Amazon has invested in Agility Robotics, another humanoid company. It is already testing Agility’s 5 foot 9 inch bots, which feature glowing white eyes and paddles at the end of their arms, in its warehouses where they move empty boxes. It is a rudimentary task but one that there is a huge market for, says Pras Velagapudi, Agility’s chief architect.

“We’re already in markets that can support thousands or tens of thousands of robots,” he says. Velagapudi says the next step is expanding its robots’ ability to manipulate objects so it can handle more warehouse jobs.

Agility says its goal is for buying a robot to pay off in two years. Its machines will soon be rolling – or walking – off a production line that is scheduled to be operational by the end of the year.

China, meanwhile, is pushing ahead with robotics technology as a national priority. Beijing’s Ministry of Industry and Information Technology has said it wants to be building humanoids by next year.

However, Ash Sharma, the co-founder of Interact Analysis, which advises companies on how to bring automation technologies into their supply chains, says manufacturers are not rushing to buy humanoid robots.

“It is not a proven use case right now. There are some test cases, some pilots that are happening, but these are not being widely used.” Sharma calls some of the funding going into the industry “eyewatering” given that “No one has said ‘This is the holy grail. This is what we need’.”

That might be a relief to today’s factory and warehouse workers. Agility has estimated the cost of “employing” its robot could be around $3 an hour – well below minimum wage. Widespread and cheap humanoids would be likely to set off a new wave of unemployment fears.

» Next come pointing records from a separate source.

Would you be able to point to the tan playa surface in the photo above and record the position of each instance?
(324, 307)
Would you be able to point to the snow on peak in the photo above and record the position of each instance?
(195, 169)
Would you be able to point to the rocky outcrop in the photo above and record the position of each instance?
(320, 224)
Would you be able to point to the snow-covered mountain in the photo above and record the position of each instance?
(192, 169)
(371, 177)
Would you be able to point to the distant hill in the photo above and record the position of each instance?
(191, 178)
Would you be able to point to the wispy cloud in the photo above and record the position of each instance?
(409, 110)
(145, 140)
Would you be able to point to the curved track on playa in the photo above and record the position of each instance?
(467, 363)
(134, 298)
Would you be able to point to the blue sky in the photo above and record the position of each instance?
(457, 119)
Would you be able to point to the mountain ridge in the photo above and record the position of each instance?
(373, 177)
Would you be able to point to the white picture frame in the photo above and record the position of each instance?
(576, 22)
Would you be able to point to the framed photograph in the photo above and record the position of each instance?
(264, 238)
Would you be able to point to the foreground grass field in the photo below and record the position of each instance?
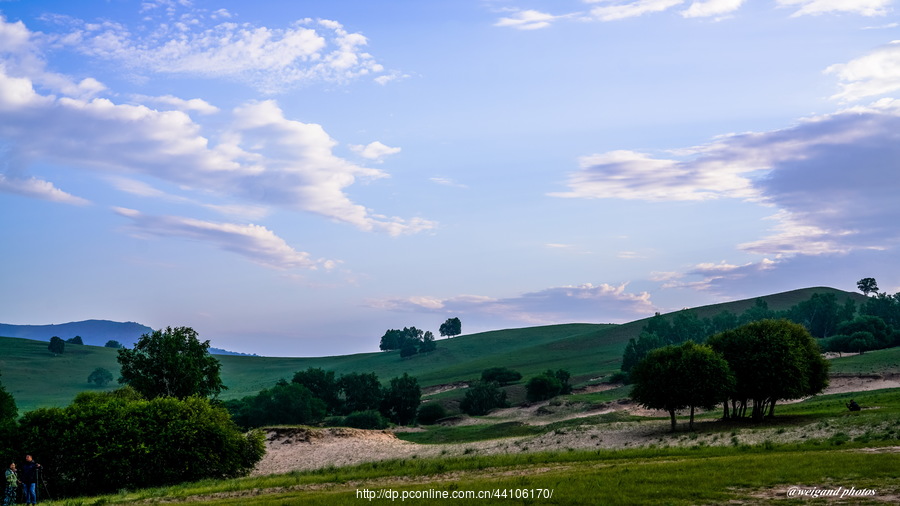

Sharma believes those concerns are probably overblown. “There is a severe shortage of labour in factories and warehouses. And companies are not able to hire people quickly enough. Companies like Amazon have made it very clear that they are lacking labour. They’ve had to push up wages.”

Musk does not agree. In a discussion with Rishi Sunak last year, he told the Prime Minister that “there will come a point where no job is needed… the AI will be able to do everything”.

While it may be yet more Musk hyperbole, the world he has imagined is less outlandish than it seemed just a year ago.